After Amendment 69 garnered the required 100,000 signatures necessary to put it on the ballot in November, Colorado voters will decide on amending their state constitution to provide universal health coverage to all Colorado residents.
Payroll Tax Funding
Supporters say Amendment 69, also known as ColoradoCare, will not only provide coverage for all residents, but will cut deductibles and copayments. Funded by an employer/employee payroll tax, the referendum will create a giant $38 billion health cooperative with an elected board that would set benefits and budgets, create a central purchasing authority for drugs and medical equipment, determine copayments, and help create a medical records system, and other related efforts.
This board would consist of an elected, nonpartisan political subdivision of the state “not subject to administrative direction or control by any state executive, department, commission, board, bureau, or agency,” according to the proposed initiative.
ColoradoCare would also replace the medical portion of Colorado Workers’ Compensation. Private insurers would still be able to operate in the state, but according to a recent report by the Colorado Health Institute, an independent health policy research organization, the role of independent insurers would diminish.
Opponents claim the directive is way too expensive and does not address the underlying issue of high health care costs.
Colorado is not the first state to try universal health care. In fact, many states have tried to reform their health systems around a single-payer system. In 2011, Vermont passed HB202, the state’s single-payer health care law that would have moved beyond the Affordable Care Act passed by Congress in 2010.

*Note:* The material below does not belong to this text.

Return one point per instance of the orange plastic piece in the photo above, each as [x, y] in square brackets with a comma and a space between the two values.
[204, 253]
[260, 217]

The new law would have created the Green Mountain Care System, and administrators had until 2013 to figure out how to fund it. After much study and debate (and missing the deadline for a funding solution), the governor finally scrapped the plan because it called for an 11.5 percent payroll tax on businesses and a separate 9.5 percent income tax on individuals.
One of the difficulties in changing a very complex system is trying to do too much too quickly. Most proposals call for reforming health care delivery as well as the payer system. For example, Massachusetts initiated health care reform for residents in their state in 2006. By 2014, less than 5 percent of Massachusetts residents were uninsured (the lowest in the nation). However, health care costs averaged 4.8 percent, well above the annual benchmark of 3.6 percent.
To address the issue of cost, Massachusetts created the Health Policy Commission to study the issue and make recommendations. In 2015, these recommendations included various reforms from equalizing payments for same services regardless of site to bundled payments for common and costly episodes of care. A model for Obamacare, Massachusetts repealed its state mandate in place of the federal one.
Justice Louis Brandeis once said, “a single courageous state may, if its citizens choose, serve as a laboratory; and try novel social and economic experiments without risk to the rest of the country.” Colorado’s Amendment 69 is just such a courageous experiment.
— Catherine J. Grott, PhD, MPA, teaches in the health administration program at Montana State University Billings and serves as the community member on The Billings Gazette editorial board.